Le nom Villa Dei, à l'origine des Villedieu et Vildé romans, dont on relève quelque huit occurrences en Haute-Bretagne, presque toutes groupées dans le même secteur, serait un marqueur privilégié d'établissements relevant des Hospitaliers. Néanmoins, outre qu'un des tout premiers exemples, Villedieu-le-Château (41), attesté vers 1032, est antérieur à la fondation de l'ordre, tout comme Villedieu (21), attesté vers 1090-1096, Vildé-la-Marine, village de Hirel (35), est donné dans un acte de 1191 comme une possession de l'abbaye du Mont-Saint-Michel. Trois autres Vildé, à savoir Vildé-Guingalan (22), Vildé-Goëllo, en Quévert (22), et Vildé-Bidon, en Roz-Landrieux (35), figurent non pas dans la charte en faveur des Hospitaliers, mais dans celle en faveur des Templiers.

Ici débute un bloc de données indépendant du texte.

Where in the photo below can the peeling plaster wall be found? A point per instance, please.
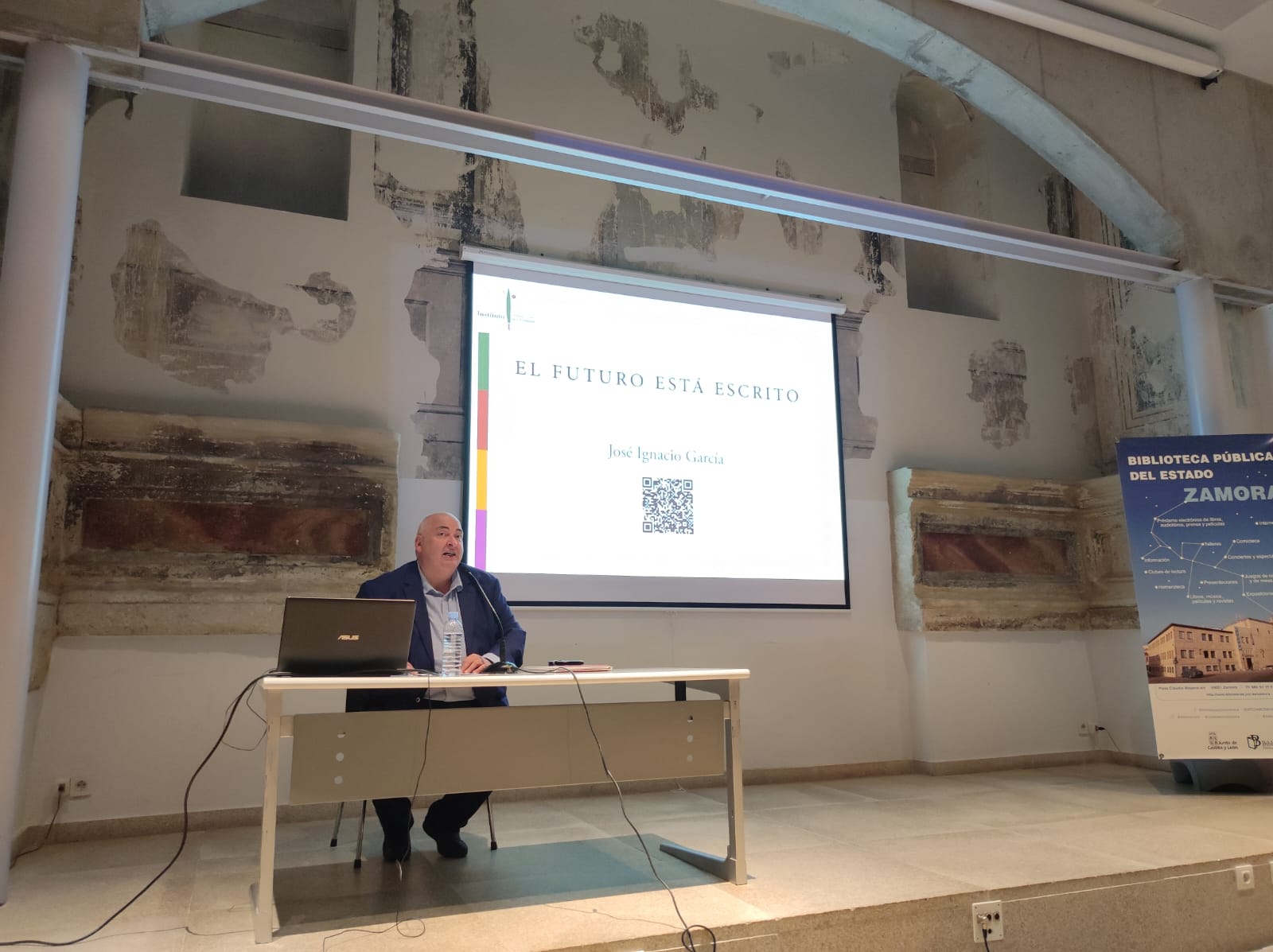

Cités, sans être précédés du terme Villa Dei, dans l'acte de 1182, ils ont pu, il est vrai, devenus propriété des Hospitaliers, recevoir d'eux le qualificatif.
La même problématique se pose s'agissant des toponymes Temple/Templerie. C'est assez rarement que ces noms coïncident sur le terrain avec ceux cités dans la charte de 1182. Quasiment inexistants en Cornouaille et en Tréguier, ils sont surtout présents en Vannetais, notamment dans le Vannetais oriental, dans un secteur où l'implantation hospitalière ancienne est bien marquée. La dévolution des biens du Temple à l'ordre de l'Hôpital a fait que celui-ci s'est assimilé à celui-là. Il est significatif de voir, en 1603, le commandeur de La Feuillée opposer, entre autres arguments, au seigneur de Saint-Bihy en Plélo (22), qui avait fait valoir des prétentions sur la chapelle Saint-Jean du Temple, que « ce mot de Temple ne s'accommode qu'aux commanderies des chevaliers de Saint-Jean de Jérusalem, lesquels aussi par cette cause s'appellent Templiers ». On ne peut donc se prévaloir de l'appellation de Temple pour attribuer systématiquement à l'ordre la fondation des établissements portant ce nom.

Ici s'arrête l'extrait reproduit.